Nougat-LaTeX-base

Property	Value
Parameter Count	349M
License	Apache 2.0
Model Type	Donut Vision-Encoder-Decoder
Accuracy	62.38% token accuracy

What is nougat-latex-base?

Nougat-LaTeX-base is a specialized vision-encoder-decoder model fine-tuned from facebook/nougat-base, specifically designed to convert mathematical equation images into LaTeX code. The model incorporates adaptive padding and optimized input resolution to handle equation image segments more effectively than its predecessor.

Implementation Details

The model employs a sophisticated architecture based on the Donut framework, featuring modifications to handle varying input resolutions and prevent rescaling artifacts.

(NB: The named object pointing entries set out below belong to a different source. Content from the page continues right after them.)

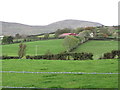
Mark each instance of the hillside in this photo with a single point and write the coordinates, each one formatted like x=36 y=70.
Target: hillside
x=9 y=28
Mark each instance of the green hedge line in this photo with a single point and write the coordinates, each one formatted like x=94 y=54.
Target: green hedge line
x=63 y=56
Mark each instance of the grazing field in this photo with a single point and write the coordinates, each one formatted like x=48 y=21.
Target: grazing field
x=61 y=80
x=36 y=47
x=98 y=47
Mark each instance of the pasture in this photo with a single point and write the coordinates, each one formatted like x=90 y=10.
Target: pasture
x=98 y=47
x=36 y=47
x=61 y=80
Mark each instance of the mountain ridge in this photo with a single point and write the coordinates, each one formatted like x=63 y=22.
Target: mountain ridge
x=12 y=28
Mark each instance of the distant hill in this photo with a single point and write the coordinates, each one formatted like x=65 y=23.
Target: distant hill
x=9 y=28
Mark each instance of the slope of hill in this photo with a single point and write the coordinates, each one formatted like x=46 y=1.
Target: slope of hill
x=9 y=28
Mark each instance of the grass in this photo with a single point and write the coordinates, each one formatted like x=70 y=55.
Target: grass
x=60 y=80
x=36 y=47
x=98 y=47
x=50 y=35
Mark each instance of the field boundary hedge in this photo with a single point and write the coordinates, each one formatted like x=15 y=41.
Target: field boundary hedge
x=62 y=56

It achieves state-of-the-art performance with a 62.38% token accuracy and 0.0618 normalized edit distance on standard benchmarks.

Adaptive padding approach for optimal image processing
Beam search generation strategy for improved output quality
Optimized for handling mathematical equation images

Core Capabilities

High-accuracy conversion of mathematical equations to LaTeX code
Robust handling of various image resolutions
Support for complex mathematical notation and symbols
Efficient processing with beam search optimization

Frequently Asked Questions

Q: What makes this model unique?

The model's adaptive padding approach and specialized fine-tuning on the im2latex-100k dataset make it particularly effective at handling equation images, outperforming alternatives like pix2tex in both token accuracy and edit distance metrics.

Q: What are the recommended use cases?

The model is ideal for academic and technical documentation workflows, particularly when converting mathematical equations from images to LaTeX code for digital publishing, document conversion, or content management systems.